Di Gianandrea Abbate
Penso possa essere utile approfondire il tema enunciato dal titolo e lo faccio rispondendo alle tre domande che più spesso mi vengono poste dagli utenti.
Quanto può incidere la psicolinguistica nell’ambito della comunicazione?
L’efficacia della comunicazione si valuta su 3 fattori chiave: il posizionamento del concetto merceologico nella mente del consumatore (il dove), il contenuto dell’advertising (il cosa) e il modo in cui ottimizzare l’efficacia dl messaggio (il come): la psicolinguistica studia questi tre fattori e soprattutto come a certi segni corrisponde la percezione collettiva di certi concetti e viceversa, secondo una logica emotiva estremamente precisa.
La psicolinguistica ha dimostrato che la psiche emotiva, indipendentemente dalla diversità del target, reagisce con le stesse dinamiche agli stimoli.
Aiutando a capire il posizionamento emotivo e gli effetti sulla psiche di tutti gli stimoli comunicazionali, fornisce un interessante contributo ad agenzie ed aziende nella messa a punto dei messaggi e nell’ottimizzazione della loro efficacia e degli investimenti in comunicazione, riducendo al minimo il margine di errore, perché individua per ogni concetto gli elementi emotivi costitutivi inconsci.
Ricordiamo che la psiche del consumatore può essere rappresentata come un iceberg: la parte visibile/razionale, che raffigura i bisogni espliciti e i comportamenti manifesti, non costituisce che il 30% rispetto ad un 70% di massa nascosta, che è la parte emozionale. La ricerca psicolinguistica studia le situazioni emotive alla base di quel 70% dei comportamenti umani.
Questo aspetto diviene fondamentale se si considera che un concetto positivo, se inserito in un contesto che suscita emozioni negative, può subire una perdita di ricordo pari al 50-60%. Intervenendo sugli elementi distonici del linguaggio è possibile modificare la reazione del pubblico e questo intervento si traduce in un aumento del ricordo e in definitiva del sell out.
Qual è stato il passo successivo alla psicolinguistica?
Il campo delle ricerche sul consumatore si è in realtà rinnovato veramente poco nel corso degli ultimi anni, fatta eccezione per il neurobiomarketing: noi, dopo anni di indagini psicolinguistiche, siamo approdati ad un collaudo di questa nuova metodologia, riuscendo ad ottenere un risultato fruibile e utilizzabile quotidianamente.
Le rilevazioni attraverso le apparecchiature di neurobiomarketing rappresentano un dato significativo ed efficace, però, soltanto nel momento in cui sono associate alla ricerca psicolinguistica e oggi il neurobiomarketing rappresenta una delle frecce all’arco della ricerca, capace di dare risultati vincenti.

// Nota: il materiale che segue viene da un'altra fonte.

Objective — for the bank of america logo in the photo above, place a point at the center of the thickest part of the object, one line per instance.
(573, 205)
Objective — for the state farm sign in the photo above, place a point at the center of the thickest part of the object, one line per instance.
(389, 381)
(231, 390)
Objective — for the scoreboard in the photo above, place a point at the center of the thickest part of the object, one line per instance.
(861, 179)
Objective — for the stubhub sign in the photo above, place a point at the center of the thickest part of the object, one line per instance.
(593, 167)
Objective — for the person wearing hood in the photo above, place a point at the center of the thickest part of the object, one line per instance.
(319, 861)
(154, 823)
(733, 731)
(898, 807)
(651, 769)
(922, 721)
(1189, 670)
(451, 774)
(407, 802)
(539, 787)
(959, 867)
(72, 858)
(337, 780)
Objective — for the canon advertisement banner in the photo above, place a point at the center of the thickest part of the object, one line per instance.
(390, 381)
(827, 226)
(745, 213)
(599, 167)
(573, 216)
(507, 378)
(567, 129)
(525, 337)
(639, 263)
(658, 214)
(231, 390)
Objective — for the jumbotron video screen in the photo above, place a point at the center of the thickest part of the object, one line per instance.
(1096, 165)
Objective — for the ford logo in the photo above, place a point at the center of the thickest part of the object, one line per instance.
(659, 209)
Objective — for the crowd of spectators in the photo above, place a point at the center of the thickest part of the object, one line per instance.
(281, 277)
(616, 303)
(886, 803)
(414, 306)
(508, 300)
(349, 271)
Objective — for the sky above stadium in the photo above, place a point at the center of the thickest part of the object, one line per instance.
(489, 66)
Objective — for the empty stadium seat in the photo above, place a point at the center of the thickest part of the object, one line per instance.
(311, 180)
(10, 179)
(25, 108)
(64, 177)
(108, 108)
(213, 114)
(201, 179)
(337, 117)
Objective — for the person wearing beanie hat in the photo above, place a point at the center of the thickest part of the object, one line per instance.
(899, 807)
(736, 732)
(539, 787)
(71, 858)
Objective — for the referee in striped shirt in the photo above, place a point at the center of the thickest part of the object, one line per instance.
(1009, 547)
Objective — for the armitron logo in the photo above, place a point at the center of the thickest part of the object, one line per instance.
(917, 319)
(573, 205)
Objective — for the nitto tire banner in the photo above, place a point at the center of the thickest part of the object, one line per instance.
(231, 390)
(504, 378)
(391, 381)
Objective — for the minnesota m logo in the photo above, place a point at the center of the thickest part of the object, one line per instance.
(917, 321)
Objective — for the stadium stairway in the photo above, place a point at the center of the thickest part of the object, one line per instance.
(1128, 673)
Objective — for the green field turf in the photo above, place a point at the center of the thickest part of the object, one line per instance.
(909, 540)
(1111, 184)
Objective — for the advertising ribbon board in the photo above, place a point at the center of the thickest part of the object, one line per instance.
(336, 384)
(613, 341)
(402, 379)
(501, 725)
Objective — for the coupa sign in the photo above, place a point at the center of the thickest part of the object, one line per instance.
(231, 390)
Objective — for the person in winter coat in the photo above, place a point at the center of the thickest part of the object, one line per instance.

Neuromarketing: in cosa consiste?
Neuromarketing International© è un nuovo sistema di ricerca che affonda le radici nel neurobiomarketing ed è finalizzato alla misurazione dell’attività emozionale e cognitiva del consumatore, da un punto di vista neurologico oltre che fisiologico, rilevando gli effetti frame by frame.
Per mezzo di un elettroencefalografo, si misura l’attività elettrica cerebrale del soggetto sottoposto al test, mettendola in relazione con la variabile di marketing. Contemporaneamente si rilevano la frequenza del battito cardiaco con un elettrocardiogramma, le contrazioni muscolari del volto con un elettromiografo e il livello di sudorazione e le variazioni della temperatura cutanea con un elettrodermiografo. Infine, i dati ottenuti vengono confrontati e analizzati su base statistica: è una metodologia davvero innovativa.